Disruption of subcellular Arc/Arg 3.1 mRNA expression in striatal efferent neurons following partial monoamine loss induced by methamphetamine

The immediate‐early gene Arc (activity‐regulated cytoskeleton‐associated protein) is provocative in the context of neuroplasticity because of its experience‐dependent regulation and mRNA transport to and translation at activated synapses. Normal rats have more preproenkephalin ‐negative ( ppe‐ neg; presumed striatonigral) neurons with cytoplasmic Arc mRNA than ppe‐ positive ( ppe ‐pos; striatopallidal) neurons, despite equivalent numbers of these neurons showing novelty‐induced transcriptional activation of Arc . Furthermore, rats with partial monoamine loss induced by methamphetamine ( METH ) show impaired Arc mRNA expression in both ppe ‐neg and ppe‐ pos neurons relative to normal animals following response‐reversal learning. In this study, Arc expression induced by exposure to a novel environment was used to assess transcriptional activation and cytoplasmic localization of Arc mRNA in striatal efferent neuron subpopulations subsequent to METH ‐induced neurotoxicity. Partial monoamine depletion significantly altered Arc expression. Specifically, basal Arc expression was elevated, but novelty‐induced transcriptional activation was abolished.
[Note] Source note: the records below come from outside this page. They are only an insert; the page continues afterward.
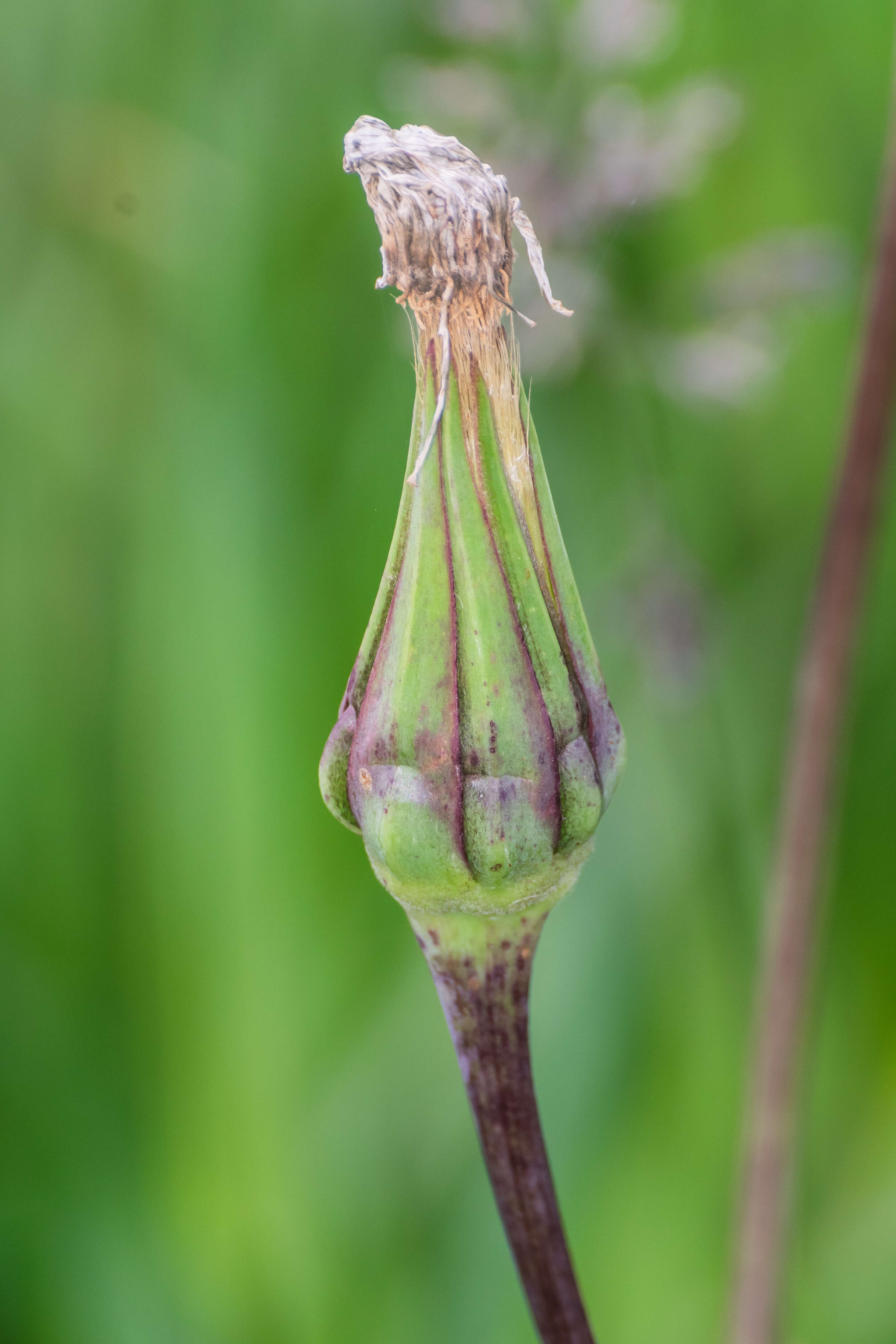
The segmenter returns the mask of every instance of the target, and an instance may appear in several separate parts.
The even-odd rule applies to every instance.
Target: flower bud
[[[570,569],[514,345],[516,223],[451,137],[363,117],[345,137],[419,344],[408,478],[376,605],[321,761],[408,911],[498,914],[559,899],[588,855],[625,739]]]

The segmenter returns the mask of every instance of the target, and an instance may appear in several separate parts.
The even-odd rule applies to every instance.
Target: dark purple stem
[[[885,165],[877,249],[846,439],[797,683],[793,742],[760,974],[733,1344],[771,1344],[787,1231],[802,1025],[837,746],[875,531],[896,384],[896,173]]]
[[[529,980],[544,915],[485,953],[449,950],[418,929],[480,1132],[494,1199],[544,1344],[594,1344],[582,1305],[529,1059]],[[510,937],[506,934],[510,933]]]

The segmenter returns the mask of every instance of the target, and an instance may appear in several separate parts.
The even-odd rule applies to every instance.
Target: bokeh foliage
[[[395,52],[443,55],[431,19],[402,0],[4,8],[4,1344],[532,1340],[423,960],[317,796],[414,383],[341,137],[388,114]],[[743,129],[699,191],[603,238],[613,340],[533,386],[629,738],[533,1001],[609,1344],[719,1332],[891,20],[883,0],[688,0],[666,75],[723,73]],[[856,273],[838,305],[791,313],[766,392],[725,410],[658,391],[638,323],[685,321],[682,278],[713,253],[805,226],[840,231]],[[801,1344],[896,1335],[892,504],[813,1011]]]

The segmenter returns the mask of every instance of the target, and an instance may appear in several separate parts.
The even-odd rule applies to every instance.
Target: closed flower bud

Without novelty‐induced Arc transcription, METH ‐pre‐treated rats also had fewer neurons with cytoplasmic Arc mRNA expression, with the effect being greater for ppe‐ neg neurons. Thus, METH ‐induced neurotoxicity substantially alters striatal efferent neuron function at the level of Arc transcription, suggesting a long‐term shift in basal ganglia neuroplasticity processes subsequent to METH ‐induced neurotoxicity. Such changes potentially underlie striatally based learning deficits associated with METH ‐induced neurotoxicity.